After repayment of their loan, lenders can choose to reinvest their money into other worthy businesses — ensuring that their initial loan has ripple effects indefinitely — or to withdraw their funds from the platform. When the borrower’s goal is met, the full loan is released.

“SparkIL presents a unique opportunity to engage world Jewry with the ability to make a direct impact on Israeli society at the ground level,” said Na’ama Ore, CEO of SparkIL. “At a time when we are seeing increased disengagement with Israel, this digital platform could serve as a much-needed bridge connecting lenders with the entrepreneurs and businesses who need their help the most.”

As a digital platform, SparkIL eliminates the barrier of distance in helping lenders make a direct impact on Israel and its people, while fortifying a sense of peoplehood by providing a level of interconnectedness that would not have otherwise been possible.

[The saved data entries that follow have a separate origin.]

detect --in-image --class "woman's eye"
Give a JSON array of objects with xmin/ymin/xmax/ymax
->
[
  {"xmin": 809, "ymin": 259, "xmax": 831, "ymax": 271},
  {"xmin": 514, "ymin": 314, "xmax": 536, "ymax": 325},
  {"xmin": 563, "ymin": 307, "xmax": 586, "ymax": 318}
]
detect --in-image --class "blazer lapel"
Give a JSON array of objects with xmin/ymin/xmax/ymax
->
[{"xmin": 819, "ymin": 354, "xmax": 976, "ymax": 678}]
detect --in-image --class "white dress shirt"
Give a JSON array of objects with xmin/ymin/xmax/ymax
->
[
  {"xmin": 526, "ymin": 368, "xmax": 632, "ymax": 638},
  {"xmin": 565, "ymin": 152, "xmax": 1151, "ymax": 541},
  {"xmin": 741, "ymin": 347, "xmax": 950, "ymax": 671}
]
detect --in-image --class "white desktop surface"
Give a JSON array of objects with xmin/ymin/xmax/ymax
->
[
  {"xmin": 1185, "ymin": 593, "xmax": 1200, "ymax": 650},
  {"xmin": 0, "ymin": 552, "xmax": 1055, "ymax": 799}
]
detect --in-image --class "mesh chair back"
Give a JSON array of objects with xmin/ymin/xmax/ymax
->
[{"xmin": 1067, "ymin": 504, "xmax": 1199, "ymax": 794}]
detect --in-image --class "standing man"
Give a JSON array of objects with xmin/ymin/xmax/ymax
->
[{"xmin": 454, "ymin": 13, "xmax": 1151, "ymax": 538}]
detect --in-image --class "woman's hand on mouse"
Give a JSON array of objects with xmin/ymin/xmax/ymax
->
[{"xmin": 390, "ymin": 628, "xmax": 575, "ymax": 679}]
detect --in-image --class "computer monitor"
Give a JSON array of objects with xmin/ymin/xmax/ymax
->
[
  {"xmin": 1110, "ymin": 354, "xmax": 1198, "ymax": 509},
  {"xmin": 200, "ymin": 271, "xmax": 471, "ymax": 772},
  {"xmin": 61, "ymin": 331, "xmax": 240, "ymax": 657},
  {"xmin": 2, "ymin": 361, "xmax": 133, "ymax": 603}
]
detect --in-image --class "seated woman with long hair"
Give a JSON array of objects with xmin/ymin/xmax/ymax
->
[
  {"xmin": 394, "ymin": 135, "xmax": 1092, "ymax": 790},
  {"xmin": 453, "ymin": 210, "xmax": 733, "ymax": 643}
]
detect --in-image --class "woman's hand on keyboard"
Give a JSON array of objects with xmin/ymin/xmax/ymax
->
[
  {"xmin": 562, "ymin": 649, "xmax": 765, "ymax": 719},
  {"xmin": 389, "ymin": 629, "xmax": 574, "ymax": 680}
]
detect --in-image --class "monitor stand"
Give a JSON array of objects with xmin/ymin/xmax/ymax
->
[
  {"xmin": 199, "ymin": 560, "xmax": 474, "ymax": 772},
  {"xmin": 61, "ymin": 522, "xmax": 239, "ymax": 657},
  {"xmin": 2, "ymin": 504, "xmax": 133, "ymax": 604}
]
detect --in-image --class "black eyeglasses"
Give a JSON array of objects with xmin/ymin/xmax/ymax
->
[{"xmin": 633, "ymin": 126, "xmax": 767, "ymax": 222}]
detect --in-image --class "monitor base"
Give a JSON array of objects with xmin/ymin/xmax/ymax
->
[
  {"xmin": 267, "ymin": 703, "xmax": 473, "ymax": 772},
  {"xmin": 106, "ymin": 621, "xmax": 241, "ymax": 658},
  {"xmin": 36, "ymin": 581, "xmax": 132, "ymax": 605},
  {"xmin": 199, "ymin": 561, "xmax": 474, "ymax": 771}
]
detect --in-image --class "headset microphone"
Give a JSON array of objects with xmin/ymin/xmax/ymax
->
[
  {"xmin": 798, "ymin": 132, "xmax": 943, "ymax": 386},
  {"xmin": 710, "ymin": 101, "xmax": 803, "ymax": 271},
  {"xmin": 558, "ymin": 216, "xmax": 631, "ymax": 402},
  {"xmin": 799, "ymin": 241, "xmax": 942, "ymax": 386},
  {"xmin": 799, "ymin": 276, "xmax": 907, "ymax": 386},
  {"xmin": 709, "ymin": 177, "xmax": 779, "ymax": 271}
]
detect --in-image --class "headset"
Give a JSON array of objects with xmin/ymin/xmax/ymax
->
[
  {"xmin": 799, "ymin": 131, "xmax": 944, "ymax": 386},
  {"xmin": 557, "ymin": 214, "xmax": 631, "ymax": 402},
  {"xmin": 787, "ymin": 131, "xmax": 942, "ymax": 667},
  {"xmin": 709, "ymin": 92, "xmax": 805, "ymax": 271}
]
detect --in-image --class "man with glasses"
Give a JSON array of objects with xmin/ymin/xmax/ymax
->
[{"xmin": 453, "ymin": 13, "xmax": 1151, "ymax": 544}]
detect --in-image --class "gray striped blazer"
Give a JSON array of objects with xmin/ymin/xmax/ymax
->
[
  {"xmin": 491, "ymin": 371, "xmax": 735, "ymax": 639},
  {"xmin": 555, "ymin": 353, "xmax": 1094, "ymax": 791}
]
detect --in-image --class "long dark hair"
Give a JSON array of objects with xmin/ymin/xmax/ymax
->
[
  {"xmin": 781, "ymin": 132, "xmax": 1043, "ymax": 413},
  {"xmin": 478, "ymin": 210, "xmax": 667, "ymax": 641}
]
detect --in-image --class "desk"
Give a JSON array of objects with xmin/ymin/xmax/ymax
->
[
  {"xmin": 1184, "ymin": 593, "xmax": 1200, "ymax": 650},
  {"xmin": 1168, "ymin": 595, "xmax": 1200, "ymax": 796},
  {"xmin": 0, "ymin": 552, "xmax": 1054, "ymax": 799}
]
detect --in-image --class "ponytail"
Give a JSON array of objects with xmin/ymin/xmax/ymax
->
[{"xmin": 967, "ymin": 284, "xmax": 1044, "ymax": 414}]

The Jewish Agency’s unique role as a global platform working in and connecting Jewish communities around the world with Israel, enabled by the direct support of The Jewish Federations of North America (JFNA) and Keren Hayesod, will contribute directly to SparkIL’s unique strategy and capabilities. Ogen brings to the table its knowledge and experience as a critical player in the social finance arena within Israeli society. SparkIL is also made possible by founding partners including the Max M. & Marjorie S. Fisher Foundation, and UJA-Federation of New York, along with a private foundation.

JFNA and the Jewish Federation of Greater Pittsburgh are providing essential support to SparkIL through risk cushions. These funds will allow SparkIL to offer more borrowers opportunities to raise much-needed capital on the platform.

“Rooted in a sense of mutual responsibility, this is a win-win proposition — for lenders who are looking to put their values into action and for businesses with pressing capital needs. SparkIL is poised to contribute toward the goal of securing a vibrant Jewish future for generations to come,” said Amira Ahronoviz, CEO and Director General at The Jewish Agency, and the Chair of the Board of SparkIL.

Further, SparkIL’s interest-free loans represent an important actualization of Jewish tradition and values. In outlining eight levels of charitable giving, the medieval philosopher and Torah scholar Maimonides articulated that the highest form of giving is when a donor or lender empowers the recipient to become self-supporting — a directive generally defined as granting a business loan or helping someone find a job. Guided by this principle, SparkIL allows lenders to help Israel’s social entrepreneurs become self-sustaining.

“SparkIL’s launch is a turning point for the thousands of small businesses from Israel’s socioeconomic periphery who are underserved by the banks,” said Sagi Balasha, CEO of The Ogen Group. “For 30 years, Ogen has seen how loans and access to credit can do so much to strengthen the poorer parts of Israel’s society and economy. It’s exciting that now, lenders across the U.S. can be active daily partners in this new initiative, picking and choosing the loans they want to make through SparkIL’s platform.”